Convergenza esterna:
Gli Stati membri con pagamenti diretti al di sotto del livello del 90% della media dovrebbero chiudere un terzo del gap fra il loro livello attuale e questo livello.

Convergenza interna (articolo 25):
Gli Stati membri devono riequilibrare almeno in parte il livello medio di pagamenti diretti per ettaro a livello nazionale o regionale entro il 2019.

Disciplina finanziaria (articolo 8):
Gli agricoltori che ricevono meno di 2.000 euro in pagamenti diretti saranno esonerati da qualsiasi taglio lineare ai pagamenti diretti.

Agricoltore attivo (articolo 9):
E' previsto un "elenco negativo" composto da soggetti che a priori sono esclusi dai pagamenti diretti (a meno che non dimostrino che l'attività agricola non è marginale): aeroporti, servizi ferroviari, opere idrauliche, servizi immobiliari, sport permanenti, etc.

Giovane agricoltore (articoli 50 e 51):
Regime obbligatorio concordato nel primo pilastro, utilizzando fino al 2% del massimale nazionale.

Piccolo agricoltore (articoli da 61 a 65):
Regime opzionale per gli agricoltori che ricevono fino a 1.250 euro.

Greening (articoli da 43 a 47):
Il 30% dei pagamenti diretti è vincolato alla osservazione di pratiche agricole benefiche per l'ambiente e il clima, in particolare la diversificazione delle colture, il mantenimento di pascoli permanenti e la creazione di 'Aree Focus ecologiche' in ciascuna azienda.

Equivalenza (articolo 43 e l'allegato IX):
Le pratiche agricole che producono almeno un beneficio per l'ambiente e il clima equivalente a quello delle pratiche inserite nel presente regolamento sono considerate «pratiche equivalenti». La possibilità di ricevere finanziamenti dell'Unione per la stessa misura greening sia nell'ambito del primo pilastro e che nell'ambito del secondo ('il doppio finanziamento') viene esplicitamente esclusa.

Manutenzione di pascoli permanenti (articolo 44):
Gli Stati membri devono garantire il mantenimento di un rapporto minimo di pascolo permanente rispetto alla superficie agricola totale, applicabile a livello nazionale, regionale o di singola azienda agricola.

Aree di interesse ecologico (Ecological Focus Areas - EFAs) (articolo 45 e allegato X):
EFA si applica solo ai terreni coltivabili, non ai prati permanenti nè ai terreni destinati a coltivazioni permanenti. È stato concordato un elenco di zone EFA (ad esempio terreni a riposo, terrazzamenti, elementi caratteristici del paesaggio, fasce tampone, agro-foresta, ecc), così come un elenco di esenzioni (ad esempio aziende in cui più del 75% dei terreni posseduti è costituito da pascoli, zone boscose , ecc).


2. OCM UNICA

Impianti di viti (articoli 61 e seguenti):
Previsti un nuovo sistema di autorizzazioni all'impianto a partire dal 2016 fino al 2030, l'aumento dell'1% delle autorizzazione annue di impianto di viti concedibili e l'allungamento della durata dei diritti di impianto della vite da 3 a 5 anni come misura transitoria.

Zucchero (articoli 124 e seguenti):
La fine delle quote è fissata al 30 settembre 2017.

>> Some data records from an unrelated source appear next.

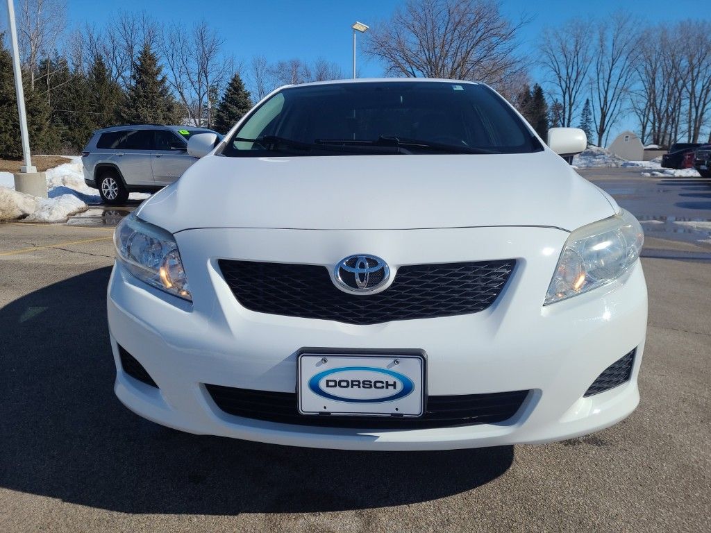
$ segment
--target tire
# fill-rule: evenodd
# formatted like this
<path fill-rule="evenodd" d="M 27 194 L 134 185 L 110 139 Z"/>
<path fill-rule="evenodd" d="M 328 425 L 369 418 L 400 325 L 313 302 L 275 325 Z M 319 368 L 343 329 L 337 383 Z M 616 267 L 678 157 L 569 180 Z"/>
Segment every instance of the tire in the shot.
<path fill-rule="evenodd" d="M 120 205 L 129 199 L 129 191 L 126 190 L 119 173 L 111 168 L 103 171 L 99 176 L 97 185 L 99 194 L 104 203 L 109 205 Z"/>

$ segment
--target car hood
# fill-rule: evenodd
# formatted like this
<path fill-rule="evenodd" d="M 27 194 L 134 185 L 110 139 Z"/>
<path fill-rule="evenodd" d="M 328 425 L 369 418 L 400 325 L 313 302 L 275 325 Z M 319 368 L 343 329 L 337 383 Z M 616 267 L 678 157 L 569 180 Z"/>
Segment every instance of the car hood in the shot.
<path fill-rule="evenodd" d="M 138 215 L 198 227 L 378 230 L 545 226 L 611 216 L 614 200 L 552 152 L 508 155 L 210 156 Z"/>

Latte (articoli 148 e seguenti):
La fine delle quote è fissata nel 2015.

Intervento pubblico e ammasso privato (articoli 8 e seguenti):
Per alcuni formaggi DOP / IGP diventa ammissibile l'ammasso privato.

Sistemi scolastici (articoli 22 e seguenti):
Budget aumentato da 90 a 150 milioni di euro.

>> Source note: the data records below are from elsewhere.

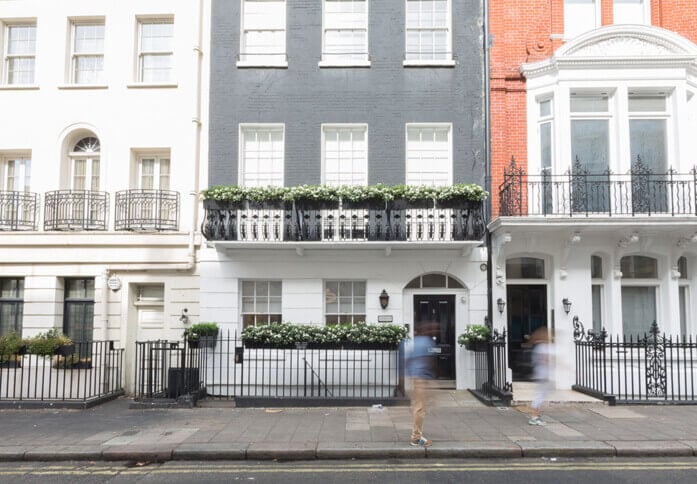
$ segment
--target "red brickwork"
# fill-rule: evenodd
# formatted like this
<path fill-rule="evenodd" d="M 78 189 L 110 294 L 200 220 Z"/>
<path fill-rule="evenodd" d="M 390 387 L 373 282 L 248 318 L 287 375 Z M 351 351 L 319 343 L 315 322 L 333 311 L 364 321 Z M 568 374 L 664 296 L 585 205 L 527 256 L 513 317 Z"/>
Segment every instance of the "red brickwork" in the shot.
<path fill-rule="evenodd" d="M 612 0 L 601 1 L 601 23 L 612 24 Z M 697 0 L 651 0 L 651 23 L 697 43 Z M 514 156 L 527 166 L 525 79 L 520 66 L 545 59 L 562 45 L 563 0 L 489 0 L 491 176 L 498 214 L 503 170 Z"/>

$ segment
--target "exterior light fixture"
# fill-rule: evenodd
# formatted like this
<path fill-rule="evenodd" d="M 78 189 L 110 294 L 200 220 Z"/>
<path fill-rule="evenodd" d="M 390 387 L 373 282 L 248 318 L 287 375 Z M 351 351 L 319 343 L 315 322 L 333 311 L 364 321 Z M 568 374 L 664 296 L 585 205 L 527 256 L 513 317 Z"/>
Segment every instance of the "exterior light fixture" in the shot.
<path fill-rule="evenodd" d="M 380 307 L 382 309 L 387 309 L 387 304 L 390 302 L 390 296 L 384 289 L 380 293 Z"/>
<path fill-rule="evenodd" d="M 569 311 L 571 311 L 571 301 L 569 301 L 568 298 L 564 298 L 561 300 L 561 304 L 564 306 L 564 312 L 569 314 Z"/>
<path fill-rule="evenodd" d="M 506 301 L 501 298 L 496 300 L 496 306 L 499 308 L 499 314 L 503 314 L 503 309 L 506 307 Z"/>

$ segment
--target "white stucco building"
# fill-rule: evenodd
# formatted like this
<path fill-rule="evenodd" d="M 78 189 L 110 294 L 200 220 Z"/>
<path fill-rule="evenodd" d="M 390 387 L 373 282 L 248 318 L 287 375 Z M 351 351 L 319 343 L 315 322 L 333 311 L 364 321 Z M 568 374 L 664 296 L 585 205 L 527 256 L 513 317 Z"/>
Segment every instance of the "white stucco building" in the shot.
<path fill-rule="evenodd" d="M 198 320 L 207 15 L 0 1 L 3 333 L 114 340 L 130 363 Z"/>

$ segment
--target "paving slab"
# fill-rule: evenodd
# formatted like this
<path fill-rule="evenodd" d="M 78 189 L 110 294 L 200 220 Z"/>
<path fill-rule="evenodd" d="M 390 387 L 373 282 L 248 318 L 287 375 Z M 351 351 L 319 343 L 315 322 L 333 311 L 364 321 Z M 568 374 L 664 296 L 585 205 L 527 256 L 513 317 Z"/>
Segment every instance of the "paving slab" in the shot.
<path fill-rule="evenodd" d="M 94 445 L 51 445 L 27 449 L 24 460 L 65 461 L 65 460 L 100 460 L 102 451 Z"/>
<path fill-rule="evenodd" d="M 435 444 L 434 444 L 435 445 Z M 321 442 L 318 459 L 406 459 L 426 457 L 423 447 L 409 442 Z"/>
<path fill-rule="evenodd" d="M 692 446 L 675 440 L 611 440 L 617 457 L 677 457 L 692 456 Z"/>
<path fill-rule="evenodd" d="M 251 460 L 310 460 L 316 457 L 314 442 L 254 442 L 247 447 Z"/>
<path fill-rule="evenodd" d="M 522 455 L 520 446 L 513 442 L 434 442 L 426 447 L 426 457 L 432 458 L 514 458 Z"/>
<path fill-rule="evenodd" d="M 595 440 L 521 441 L 523 457 L 612 457 L 615 448 Z"/>
<path fill-rule="evenodd" d="M 248 444 L 242 443 L 186 443 L 172 451 L 174 460 L 243 460 Z"/>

Organizzazioni di produttori e organizzazioni interprofessionali (articoli 152 e seguenti):
Rafforzamento del ruolo degli agricoltori nella catena di fornitura; possibilità di ricevere un sostegno finanziario per la costituzione di associazioni di produttori nell'ambito dello sviluppo rurale; le OP nei settori dell'olio d'oliva, seminativi e carni bovine saranno autorizzate ad esercitare contrattazione collettiva per conto dei loro membri, a determinate condizioni e con garanzie per la concorrenza.

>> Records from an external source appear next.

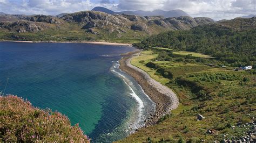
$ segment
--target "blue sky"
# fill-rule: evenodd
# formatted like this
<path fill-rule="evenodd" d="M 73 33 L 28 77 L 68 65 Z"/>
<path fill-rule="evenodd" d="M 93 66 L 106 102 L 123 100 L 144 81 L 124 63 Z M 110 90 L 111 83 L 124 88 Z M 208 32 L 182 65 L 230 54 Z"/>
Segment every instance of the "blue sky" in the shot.
<path fill-rule="evenodd" d="M 116 11 L 180 9 L 192 17 L 230 19 L 256 14 L 256 0 L 0 0 L 9 14 L 56 15 L 104 6 Z"/>

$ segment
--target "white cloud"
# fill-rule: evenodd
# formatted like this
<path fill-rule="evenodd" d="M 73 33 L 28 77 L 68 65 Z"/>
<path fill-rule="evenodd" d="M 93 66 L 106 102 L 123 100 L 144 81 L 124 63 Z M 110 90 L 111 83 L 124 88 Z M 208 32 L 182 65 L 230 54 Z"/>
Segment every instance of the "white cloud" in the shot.
<path fill-rule="evenodd" d="M 215 20 L 256 14 L 256 0 L 120 0 L 118 8 L 125 10 L 180 9 L 192 17 Z"/>
<path fill-rule="evenodd" d="M 10 14 L 58 15 L 89 10 L 97 6 L 114 11 L 181 9 L 192 17 L 208 17 L 215 20 L 256 14 L 256 0 L 19 1 L 22 2 L 0 0 L 0 11 Z"/>

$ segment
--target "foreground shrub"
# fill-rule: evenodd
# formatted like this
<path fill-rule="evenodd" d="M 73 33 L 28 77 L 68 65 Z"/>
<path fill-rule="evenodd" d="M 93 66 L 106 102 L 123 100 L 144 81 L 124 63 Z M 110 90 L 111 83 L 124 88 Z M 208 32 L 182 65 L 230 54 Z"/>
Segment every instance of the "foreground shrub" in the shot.
<path fill-rule="evenodd" d="M 67 117 L 35 108 L 15 96 L 0 96 L 0 123 L 2 141 L 90 142 Z"/>

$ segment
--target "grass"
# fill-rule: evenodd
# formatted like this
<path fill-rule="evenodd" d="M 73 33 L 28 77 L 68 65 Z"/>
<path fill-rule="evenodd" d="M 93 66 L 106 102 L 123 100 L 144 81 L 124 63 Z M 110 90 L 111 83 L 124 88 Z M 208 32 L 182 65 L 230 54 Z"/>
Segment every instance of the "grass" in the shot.
<path fill-rule="evenodd" d="M 144 53 L 143 53 L 143 54 L 146 54 L 146 55 L 143 55 L 141 56 L 136 56 L 133 58 L 131 61 L 131 64 L 147 72 L 152 78 L 155 79 L 156 81 L 163 84 L 167 83 L 169 81 L 168 79 L 156 75 L 156 70 L 151 69 L 145 66 L 146 63 L 149 62 L 149 61 L 154 59 L 156 59 L 158 56 L 158 55 L 149 54 L 150 53 L 152 53 L 151 51 L 144 52 Z M 144 62 L 142 63 L 142 61 L 144 61 Z"/>
<path fill-rule="evenodd" d="M 163 48 L 163 47 L 153 47 L 153 48 L 158 49 L 167 50 L 167 51 L 172 51 L 172 49 Z"/>
<path fill-rule="evenodd" d="M 181 55 L 187 55 L 189 54 L 191 54 L 192 56 L 194 56 L 194 57 L 204 58 L 213 58 L 209 55 L 202 54 L 199 53 L 192 52 L 178 51 L 178 52 L 173 52 L 173 53 L 174 54 Z"/>
<path fill-rule="evenodd" d="M 15 96 L 0 96 L 0 121 L 1 142 L 90 142 L 67 117 Z"/>
<path fill-rule="evenodd" d="M 253 118 L 256 117 L 256 112 L 251 110 L 256 109 L 255 75 L 246 71 L 213 68 L 200 63 L 155 61 L 157 56 L 157 53 L 144 51 L 142 55 L 133 58 L 131 63 L 172 89 L 177 95 L 180 104 L 177 109 L 172 111 L 169 118 L 142 128 L 120 142 L 145 142 L 150 138 L 153 142 L 162 139 L 167 142 L 177 142 L 180 138 L 186 141 L 196 138 L 212 142 L 223 140 L 224 134 L 226 139 L 238 139 L 247 133 L 251 127 L 236 126 L 232 129 L 231 126 L 235 126 L 240 121 L 245 123 L 255 120 Z M 144 62 L 139 62 L 142 60 Z M 174 79 L 164 78 L 156 74 L 156 69 L 146 67 L 145 65 L 149 61 L 170 69 Z M 200 84 L 209 94 L 199 98 L 190 88 L 178 85 L 175 78 L 180 76 Z M 217 76 L 225 80 L 215 78 Z M 245 77 L 251 80 L 242 81 Z M 199 113 L 205 119 L 197 121 Z M 216 133 L 206 133 L 208 129 L 215 130 Z"/>

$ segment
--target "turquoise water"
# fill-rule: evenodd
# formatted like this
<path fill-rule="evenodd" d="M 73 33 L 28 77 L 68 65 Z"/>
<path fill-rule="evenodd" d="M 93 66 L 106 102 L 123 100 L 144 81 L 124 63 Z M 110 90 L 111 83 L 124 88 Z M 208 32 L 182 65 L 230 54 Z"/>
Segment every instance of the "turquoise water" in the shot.
<path fill-rule="evenodd" d="M 143 125 L 154 104 L 118 69 L 128 46 L 0 42 L 0 91 L 28 99 L 79 123 L 99 141 L 112 141 Z"/>

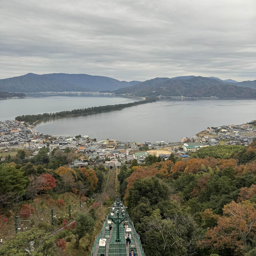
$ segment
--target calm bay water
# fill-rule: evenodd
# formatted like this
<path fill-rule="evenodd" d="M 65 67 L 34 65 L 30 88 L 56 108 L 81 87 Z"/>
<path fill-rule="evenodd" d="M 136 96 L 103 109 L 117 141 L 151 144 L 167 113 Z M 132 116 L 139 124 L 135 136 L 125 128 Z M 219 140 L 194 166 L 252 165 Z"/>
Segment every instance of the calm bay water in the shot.
<path fill-rule="evenodd" d="M 39 94 L 20 99 L 0 100 L 0 121 L 14 120 L 22 115 L 58 112 L 77 108 L 128 103 L 139 98 L 88 96 L 84 94 L 65 96 Z"/>
<path fill-rule="evenodd" d="M 255 118 L 255 100 L 168 100 L 112 112 L 42 120 L 35 130 L 54 135 L 88 135 L 124 142 L 176 142 L 208 126 L 242 124 Z"/>

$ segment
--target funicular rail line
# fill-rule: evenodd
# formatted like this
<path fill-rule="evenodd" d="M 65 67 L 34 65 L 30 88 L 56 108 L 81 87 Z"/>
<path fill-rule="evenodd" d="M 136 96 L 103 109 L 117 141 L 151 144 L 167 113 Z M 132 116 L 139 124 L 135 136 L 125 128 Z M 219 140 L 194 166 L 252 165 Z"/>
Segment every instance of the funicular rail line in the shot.
<path fill-rule="evenodd" d="M 127 224 L 125 231 L 123 224 Z M 112 228 L 110 228 L 110 227 Z M 111 230 L 110 230 L 110 229 Z M 130 244 L 126 245 L 125 232 L 130 235 Z M 140 236 L 136 232 L 126 208 L 117 198 L 103 224 L 95 241 L 90 256 L 129 256 L 131 250 L 136 256 L 145 256 Z"/>

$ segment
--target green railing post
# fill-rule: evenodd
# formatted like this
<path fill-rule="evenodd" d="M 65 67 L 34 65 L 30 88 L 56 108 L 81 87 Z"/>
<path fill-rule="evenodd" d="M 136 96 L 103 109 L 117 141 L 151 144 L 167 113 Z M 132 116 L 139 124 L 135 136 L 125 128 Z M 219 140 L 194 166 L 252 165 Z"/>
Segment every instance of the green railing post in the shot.
<path fill-rule="evenodd" d="M 53 225 L 53 209 L 52 209 L 52 225 Z"/>
<path fill-rule="evenodd" d="M 120 242 L 120 236 L 119 235 L 119 211 L 118 210 L 116 212 L 116 242 Z"/>
<path fill-rule="evenodd" d="M 18 216 L 15 216 L 15 217 L 14 217 L 14 219 L 15 220 L 15 234 L 17 234 L 17 233 L 18 233 Z"/>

Misure eccezionali (articoli 219 e seguenti):
Sostegno finanziario aggiuntivo per le crisi proveniente dalla Riserva di Crisi.


3. SVILUPPO RURALE

Quadro strategico comune:
Il Regolamento delle Disposizioni Comuni (Common Provision Regulation) riguarderà la programmazione di tutti i fondi UE: gli Stati membri devono sottoscrivere un Accordo di Partenariato a livello nazionale che includa, per ciascun Fondo, lo specifico programma nazionale.
Il FEASR sarà quindi integrato con i Fondi Europei di Investimento, con l'obiettivo di una maggiore coerenza ed efficacia.
Sarà possibile, in particolare, ottenere il co-finanziamento di un singolo progetto da parte di diversi Fondi.  Questo nuova possibilità favorirà progetti innovativi e strategie coerenti in una medesima zona, compresi i collegamenti urbani e rurali od il finanziamento di aziende che svolgono sia attività agricole che di pesca.

Priorità (articolo 5):
L'attuale suddivisione del Programma FEASR in Assi sarà sostituita da sei priorità, basate sull'analisi dei bisogni specifici dei singoli Stati. La programmazione sarà quindi notevolmente semplificata, e dovrebbe facilitare la realizzazione dei progetti.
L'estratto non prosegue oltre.